3. I veri bisognosi.

Una volta che gli invitati hanno rifiutato l’invito, questo si apre nei confronti di altre persone. Sono chiaramente delle persone mancanti di qualcosa. O di soldi, oppure di arti, di organi utili alla vita.

Per gli amici dell’ospite la cena a cui sono stati invitati non ha in fondo una grande importanza, mentre queste persone mancanti non aspettano altro.

Altrove Gesù ha detto che sono i malati che hanno bisogno del medico, e quanto accade in questa parabola è molto simile. Ecco perché il Signore della parabola si adopera a fondo per raccogliere quanti più malati possibili trovando posto per tutti, ma promette anche a coloro che hanno rifiutato che non assaggeranno la cena.

Il significato della parabola è molto chiaro per il contesto giudeo in cui viveva Gesù, ed ha forti implicazioni anche per noi.

L’Israele di quel tempo è indubbiamente l’invitato primo, che in molti casi rifiuta. L’Israele del tempo considerava i gentili come dei menomati, delle persone mancanti che avevano meno privilegi, ed il regno è aperto proprio a loro, senza ovviamente escludere tutti quei giudei che invece accettano l’invito.

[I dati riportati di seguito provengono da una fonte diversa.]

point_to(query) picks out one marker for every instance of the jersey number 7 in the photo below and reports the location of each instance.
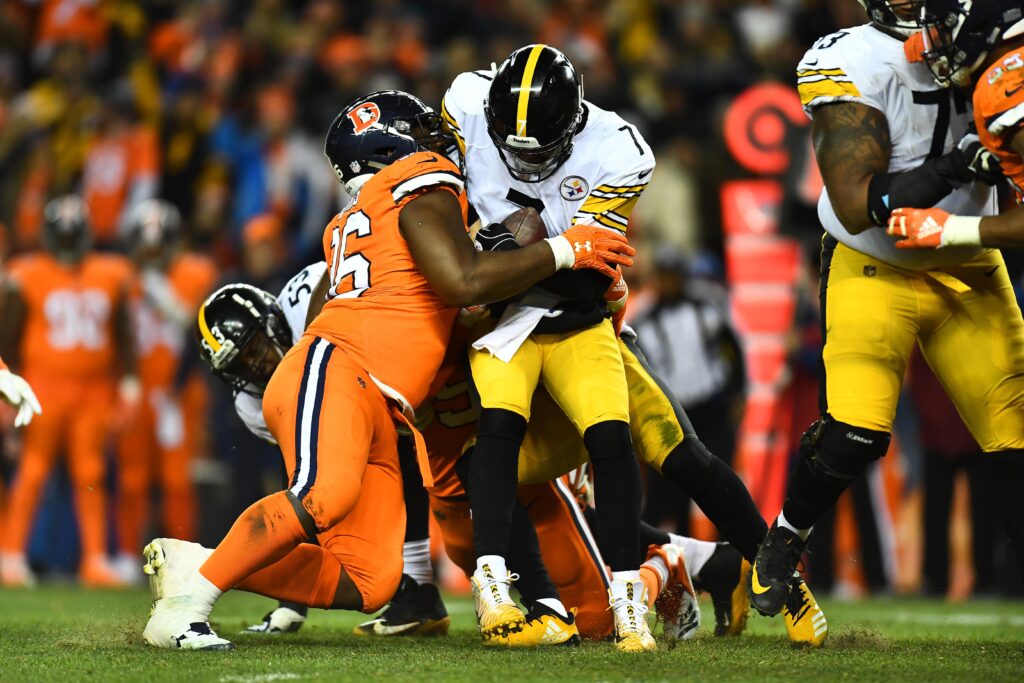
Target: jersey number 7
(353, 265)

Questa parabola parla molto bene anche alla nostra società, in particolare a quella occidentale.

Sviluppo, economia, benessere, miglioramento delle condizioni di vita di una parte privilegiata del mondo danno spesso la sensazione di non avere bisogno di niente, di poter essere autosufficienti.

Pensiamo di guarire dalle malattia, di migliorare la nostra condizione economica, di avere un’economia in continua crescita e questo spesso ci porta ad illuderci che siamo in un mondo in cui si va avanti per la meglio.

Basta in realtà molto poco per farci crollare e farci rendere conto della fragilità della vita.

La parabola è qui per dirci che quanto al nostro rapporto con Dio siamo ciechi, zoppi, poveri, e storpi. Non siamo autosufficienti, e la promessa bellissima che troviamo in questa parabola è che c’è posto, perché il padrone di casa si sta dando da fare per invitare.

Nel concreto ci porta a pensare quanto siano importanti quegli eventi in cui invitiamo a mangiare amici e conoscenti, e a che grande occasione sia per parlare di un Dio che invita.

 

Questo passo introduce molto bene la cena del Signore. È un momento di invito, di consolidamento del rapporto con Dio. Il pane e il vino ricordano il modo in cui Dio ci ha invitati alla sua mensa.